The necessities of a market economy don’t always exist neatly within the boundaries of sustainability. In a truly sustainable economy, goods would be bought, sold and produced by and for local consumers. But we live in a world where mass production is perceived as the only viable way to deliver goods we’ve come to enjoy as part of our quality of life. Just as the genie won’t go quietly back in the bottle, it’s currently unrealistic to expect all regions to produce all goods for their consumers, as true sustainability models dictate. Buying choices, then, become the driving force in determining how green a local market will be, what its ripple-through effect might become globally and how successfully we might shift from acting as blind consumption machines to serving as agents of positive change.
The Price Beyond the Sticker
Paper packaging is made from an arguably sustainable resource: trees. But from where? A plantation or an old growth forest? Even if the wood was cultivated, trees produce less pulp per acre than higher yield annual pulp crops such as kenaf and hemp and do nothing to help close an ecological and economic loop as agripulp does.
Glass packaging comes from an abundant resource that’s fairly easy to extract. Metal packaging resources such as tin, steel and aluminum are destructive to collect and refine. So you might say, “Well that’s easy then, I’ll just buy stuff in glass.” If only it were that simple. Glass packaging is heavier to transport in all phases of its lifecycle than steel for the same uses, particularly prepared or preserved foods. Heavier transport weight means burning more oil. Oil is a non-renewable resource and an eco-hazard waiting to happen. When burned as fuel, oil adds to global warming. Plastic packaging is often used today in place of glass and steel because of its light weight and thus lower transport costs, durability and clarity, as well as recyclability. Yet plastic is made from oil.
Every purchase we make is a statement about how we really feel about the environment. Curbside recycling is not enough. Each of us must look for opportunities to close the loop. A great start is to purchase tree-free and recycled paper products. Having a market for the collected paper encourages the shift towards a more sustainable pulp cycle. Low-end papers such as copier paper, paper towels, and toilet paper, are great opportunities to encourage the production of tree-free and recycled papers. Simply ask yourself, do I need to cut down a tree to wipe myself clean?
A Shopping List for Positive Change
- Choose products and/or packaging that use renewable or recycled materials first.
- Reward manufacturers that are doing the right thing. Make those eco choices part of their competitive advantage. Watch for new products using bio-based plastics (plastics made from renewable crops such as corn or soybeans).
- Buy locally. Products produced locally don’t have to travel as far, and thus burn less fuel.
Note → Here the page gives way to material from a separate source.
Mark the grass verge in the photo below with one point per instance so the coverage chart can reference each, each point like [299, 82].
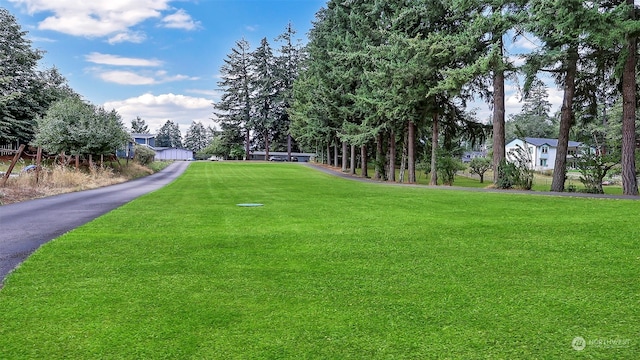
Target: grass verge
[329, 268]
- Choose products currently recycled in your area; plus look for those that close the loop. Stay familiar with the recycling rules for your curbside program. Not all areas take all materials. Give preference to products that allow you to close the loop.
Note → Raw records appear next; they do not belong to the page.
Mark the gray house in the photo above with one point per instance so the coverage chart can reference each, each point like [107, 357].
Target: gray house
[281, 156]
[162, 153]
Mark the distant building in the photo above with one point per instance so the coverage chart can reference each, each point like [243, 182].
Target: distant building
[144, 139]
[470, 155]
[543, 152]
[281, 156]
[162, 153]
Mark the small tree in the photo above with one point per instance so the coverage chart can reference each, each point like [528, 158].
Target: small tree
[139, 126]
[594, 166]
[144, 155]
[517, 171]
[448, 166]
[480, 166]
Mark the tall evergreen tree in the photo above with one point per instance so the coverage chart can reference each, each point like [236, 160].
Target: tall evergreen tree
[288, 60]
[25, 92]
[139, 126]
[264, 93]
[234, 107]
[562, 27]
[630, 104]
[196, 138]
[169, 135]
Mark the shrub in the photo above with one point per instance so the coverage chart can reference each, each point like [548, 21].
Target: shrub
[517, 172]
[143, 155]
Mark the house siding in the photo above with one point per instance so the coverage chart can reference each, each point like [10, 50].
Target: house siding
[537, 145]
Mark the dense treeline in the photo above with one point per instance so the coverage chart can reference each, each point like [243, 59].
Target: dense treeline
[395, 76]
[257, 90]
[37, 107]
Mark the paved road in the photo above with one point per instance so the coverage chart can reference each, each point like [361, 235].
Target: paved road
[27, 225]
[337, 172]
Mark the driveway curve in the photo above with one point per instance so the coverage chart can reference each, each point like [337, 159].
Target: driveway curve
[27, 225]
- Use common sense. Concentrates are better than ready-to-use products. Do you really need cheese in individually wrapped slices? If the package is plastic, is it adding a positive user feature, such as shampoo in a shatter-proof bottle for safety? If it looks wasteful, it is. Don’t encourage manufacturers to produce bad products with your money.
- Be an eco-purchasing activist. In general, if you regularly buy a product that’s overall really good, but has unfriendly packaging, drop the company a letter. Tell them you would like to keep buying their product but their un-eco packaging is making it hard for you. If there’s a competing product packaged in a more responsible way, point that out, too. Support manufacturers that are proud of their eco efforts (usually printed right on their packaging with more details on their web site).
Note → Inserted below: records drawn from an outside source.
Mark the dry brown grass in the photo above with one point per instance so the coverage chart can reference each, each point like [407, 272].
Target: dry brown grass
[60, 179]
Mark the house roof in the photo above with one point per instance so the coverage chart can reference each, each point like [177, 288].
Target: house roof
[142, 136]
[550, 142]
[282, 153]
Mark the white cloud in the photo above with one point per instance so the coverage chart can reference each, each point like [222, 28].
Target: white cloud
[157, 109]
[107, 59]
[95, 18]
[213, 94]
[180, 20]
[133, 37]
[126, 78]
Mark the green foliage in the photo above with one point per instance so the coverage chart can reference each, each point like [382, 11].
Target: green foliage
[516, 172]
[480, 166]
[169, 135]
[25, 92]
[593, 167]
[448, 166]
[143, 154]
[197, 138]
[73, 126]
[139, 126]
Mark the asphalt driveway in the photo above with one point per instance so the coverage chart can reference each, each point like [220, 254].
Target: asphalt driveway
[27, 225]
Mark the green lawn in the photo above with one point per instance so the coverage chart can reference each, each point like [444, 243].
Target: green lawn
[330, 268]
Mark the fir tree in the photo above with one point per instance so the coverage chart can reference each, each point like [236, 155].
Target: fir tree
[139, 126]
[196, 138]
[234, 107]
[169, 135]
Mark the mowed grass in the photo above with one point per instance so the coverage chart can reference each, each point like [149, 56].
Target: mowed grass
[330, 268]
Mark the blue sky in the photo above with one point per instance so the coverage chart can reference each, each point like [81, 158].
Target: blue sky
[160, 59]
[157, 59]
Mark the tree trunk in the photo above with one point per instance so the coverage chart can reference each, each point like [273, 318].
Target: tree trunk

- If you see a friend using a product you know a good eco alternative for, casually mention it.
- Teach your kids why good buying choices and recycling are important. There are many web sites to help them get involved.
- If your company doesn’t recycle, organize a recycling pool, and take turns carting the recycling home for curbside pick-up.
- After a little research, give your company’s purchasing department alternatives for more eco-friendly products. Most people will pick a more suitable eco product if given the option. Make it easy for them.